Graves was born in Brooklyn, New York, and grew up in the Bedford-Stuyvesant area of New York City. While attending Morgan State University, Graves made a name for himself as an entrepreneur. He realized there was a big market for flowers during Homecoming Week, so he went to two competing local florists and cut deals with both to sell flowers on campus. For a percentage of the profits, the florists provided the flowers while Graves covered the campus.
In 1964, after writing a letter to the Democratic National Committee, he became a volunteer for the presidential campaign of Lyndon B. Johnson. His work with the party provided Graves with the opportunity to serve as administrative assistant to newly elected Senator Robert F. Kennedy in 1965. Following Kennedy’s assassination, Graves served on the advisory board of the Small Business Administration in 1968.

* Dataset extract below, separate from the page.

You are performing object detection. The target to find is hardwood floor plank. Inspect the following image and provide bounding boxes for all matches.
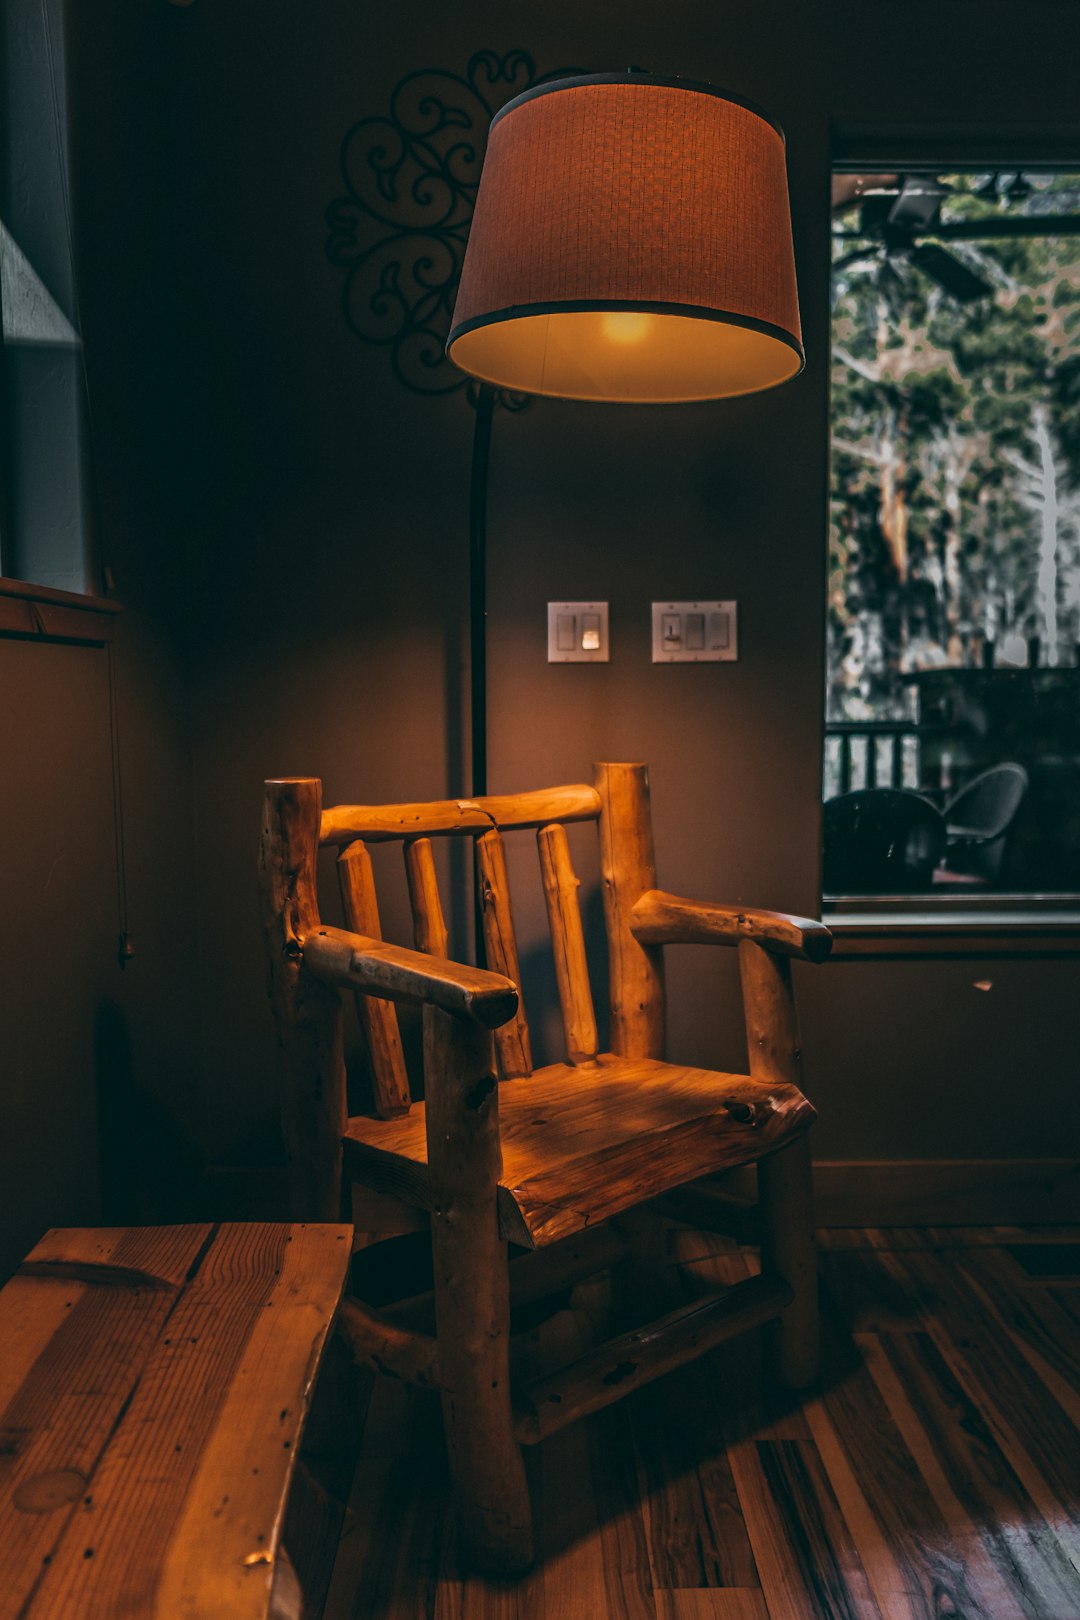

From 1990 to 1998, Graves served as CEO to Pepsi Cola bottling franchise in Washington, D.C. He has held other board and director memberships to a number of corporations, including AMR Corporation, Federated Department Stores, Daimler AG, and Rohm and Haas. Graves also served as a board member of the American Museum of Natural History and Hayden Planetarium in New York City.
In 1999, Graves was honored with the NAACP’s Spingarn Medal. In 2002, Graves was named by Fortune magazine as one of the 50 most powerful and influential Black Americans in corporate America.